Het regent. Vroeger kon een regenachtige dag mijn humeur dusdanig beïnvloeden dat ik geen letter op papier kreeg, behalve als ik een deadline had. Het is nu precies twee weken geleden dat ik Lorenzo vertelde dat hij de vader van Madz is. Sindsdien voel ik me zo schandelijk gelukkig dat zelfs deze regen- en onweersbui me niet kunnen deren.

Tony, één van de ‘medewerkers’ van Lorenzo, rijdt me naar de coffeeshop van Sarah terwijl de regen uit de hemel klettert. Lorenzo en Madz zijn samen naar Navy Pier. Volgens Lorenzo is dat de hemel voor kinderen. Madz had er in ieder geval veel zin in.

Tony rijdt dezelfde parkeergarage in als waar Lorenzo een paar weken geleden de Porsche parkeerde en niet veel later houdt de brede kleerkast de deur naar de Lucky’s coffee voor me open. Het is er druk. En daar baal ik meteen van, want ik had gehoopt even met mijn beste vriendin te kunnen praten.

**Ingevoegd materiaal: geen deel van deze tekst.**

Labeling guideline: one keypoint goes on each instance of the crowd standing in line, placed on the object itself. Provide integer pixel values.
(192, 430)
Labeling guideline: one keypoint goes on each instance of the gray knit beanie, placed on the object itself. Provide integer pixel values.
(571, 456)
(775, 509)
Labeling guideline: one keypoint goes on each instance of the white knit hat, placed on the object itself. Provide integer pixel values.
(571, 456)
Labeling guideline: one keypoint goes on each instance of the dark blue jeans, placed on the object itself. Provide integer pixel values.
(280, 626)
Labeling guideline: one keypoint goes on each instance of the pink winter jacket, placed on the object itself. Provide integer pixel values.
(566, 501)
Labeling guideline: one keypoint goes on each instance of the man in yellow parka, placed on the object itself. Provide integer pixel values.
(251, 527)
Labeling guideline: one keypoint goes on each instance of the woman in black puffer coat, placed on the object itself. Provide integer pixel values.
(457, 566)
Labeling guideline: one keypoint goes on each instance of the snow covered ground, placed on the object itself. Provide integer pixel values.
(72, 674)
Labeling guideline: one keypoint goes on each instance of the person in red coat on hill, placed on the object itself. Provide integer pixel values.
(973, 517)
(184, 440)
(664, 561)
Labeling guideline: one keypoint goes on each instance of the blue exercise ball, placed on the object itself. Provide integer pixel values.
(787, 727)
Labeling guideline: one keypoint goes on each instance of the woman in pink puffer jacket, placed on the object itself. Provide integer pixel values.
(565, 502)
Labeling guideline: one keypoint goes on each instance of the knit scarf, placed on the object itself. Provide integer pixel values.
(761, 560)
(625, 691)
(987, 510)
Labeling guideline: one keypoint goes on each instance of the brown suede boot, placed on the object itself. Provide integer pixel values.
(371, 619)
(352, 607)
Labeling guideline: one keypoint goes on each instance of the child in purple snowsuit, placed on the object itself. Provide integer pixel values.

‘Hé, Mar, daar ben je!’ Sarah draagt een allerliefst jurkje met bloemetjes erop. Bij ieder ander zou ik het hopeloos tuttig vinden staan, maar bij haar niet. Het staat haar juist super. ‘Kom, we gaan boven zitten. Luciano redt zich wel.’

‘Maar, het is hartstikke druk!’ Ik volg Sarah de smalle trap naar boven.

‘Maak je geen zorgen. We hebben af en toe een student die bijspringt.’

Niet veel later zitten we aan de kleine keukentafel.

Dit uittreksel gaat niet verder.